Politicised IGP office cannot fight vigilantism – CODEO

General News of Friday, 4 August 2017

Source: Myjoyonline.com


CODEO’s recommendation follows engagement with stakeholders in eight regions

The Coalition of Domestic Election Observers (CODEO) is advocating for the appointment of Inspector-General of Police (IGP) to be de-politicised as a measure to curb political vigilantism.

Senior Programmes Manager of CODEO, Mensah Abramaph, says police are unable to deal decisively with such criminality and impunity because of government manipulation.

He was addressing the media after a stakeholder meeting in Kumasi.

CODEO suggests an independent IGP whose tenure is secured will rid the country’s politics and elections law breakers.

The election observer group’s recommendation follows engagement with stakeholders in eight regions.

“In the fight to improve upon our electoral process and fight for the security of voters and ballots, we identify the growing menace of vigilantism around our political process it is growing by the day and the danger it poses is clear to us,” said Mr Abrampah.

According to him, CODEO’s consultations reveal a very disturbing phenomenon that police are unable to fight political vigilantism because of manipulations, a situation which he says calls for the de-politicisation appointment of the IGP.

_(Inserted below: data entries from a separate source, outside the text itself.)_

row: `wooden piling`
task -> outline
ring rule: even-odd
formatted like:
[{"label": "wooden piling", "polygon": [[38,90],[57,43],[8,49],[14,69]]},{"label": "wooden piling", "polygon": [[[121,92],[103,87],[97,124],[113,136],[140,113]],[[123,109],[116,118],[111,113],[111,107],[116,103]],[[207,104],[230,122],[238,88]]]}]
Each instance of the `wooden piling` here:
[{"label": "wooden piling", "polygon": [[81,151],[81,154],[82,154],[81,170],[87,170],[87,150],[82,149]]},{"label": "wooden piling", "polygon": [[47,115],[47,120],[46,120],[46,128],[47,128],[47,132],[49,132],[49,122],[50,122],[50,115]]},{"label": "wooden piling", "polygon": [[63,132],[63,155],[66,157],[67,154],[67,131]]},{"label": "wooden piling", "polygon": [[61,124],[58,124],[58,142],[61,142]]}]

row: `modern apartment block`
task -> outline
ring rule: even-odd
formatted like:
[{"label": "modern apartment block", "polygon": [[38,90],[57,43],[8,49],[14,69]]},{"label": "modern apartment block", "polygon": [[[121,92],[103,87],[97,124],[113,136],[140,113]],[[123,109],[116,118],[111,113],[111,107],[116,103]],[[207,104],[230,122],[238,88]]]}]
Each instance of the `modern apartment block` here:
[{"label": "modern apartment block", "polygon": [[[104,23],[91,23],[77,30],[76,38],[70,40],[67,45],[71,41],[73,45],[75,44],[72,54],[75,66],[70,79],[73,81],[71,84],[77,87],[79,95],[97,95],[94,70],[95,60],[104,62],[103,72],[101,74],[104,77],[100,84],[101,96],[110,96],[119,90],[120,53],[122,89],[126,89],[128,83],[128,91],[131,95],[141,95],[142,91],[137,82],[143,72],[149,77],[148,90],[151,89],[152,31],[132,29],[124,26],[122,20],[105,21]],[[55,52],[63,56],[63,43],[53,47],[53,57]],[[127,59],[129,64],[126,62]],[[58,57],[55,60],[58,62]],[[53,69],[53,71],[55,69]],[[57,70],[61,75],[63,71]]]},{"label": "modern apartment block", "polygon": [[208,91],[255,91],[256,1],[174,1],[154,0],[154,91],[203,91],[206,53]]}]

“We have gone through eight meetings in eight regions the suggestions that are coming is that the police is not able to enforce criminal laws because of certain manipulations from perceived government quarters.

“And therefore recommendations we received is that we need to find a way of making the police service independent enough and the first point is to secure the tenure of the Inspector General of Police if the IGP is not appointed by a regime and removed after the regime, he will be bold enough to control the affairs and enforce the law, and it will trigger down to the regional, district and zonal police quarters,” he revealed.

On the ongoing feud among top officials of the Electoral Commission, Mr. Abrampah observed that it could have a telling effect on the country’s election timetable.

“The Electoral Commission has major assignment ahead of it, don’t forget we have not been able to settle when the next local government election is going to be held, people are saying it should be 2018 others said 2019 just after that election we are preparing for general election in 2020 and before that we have to review our voter register I don’t think such brouhaha is good for the electoral commission activities and its image, so we need to deal with it fast, “ Mr. Aborampah cautioned.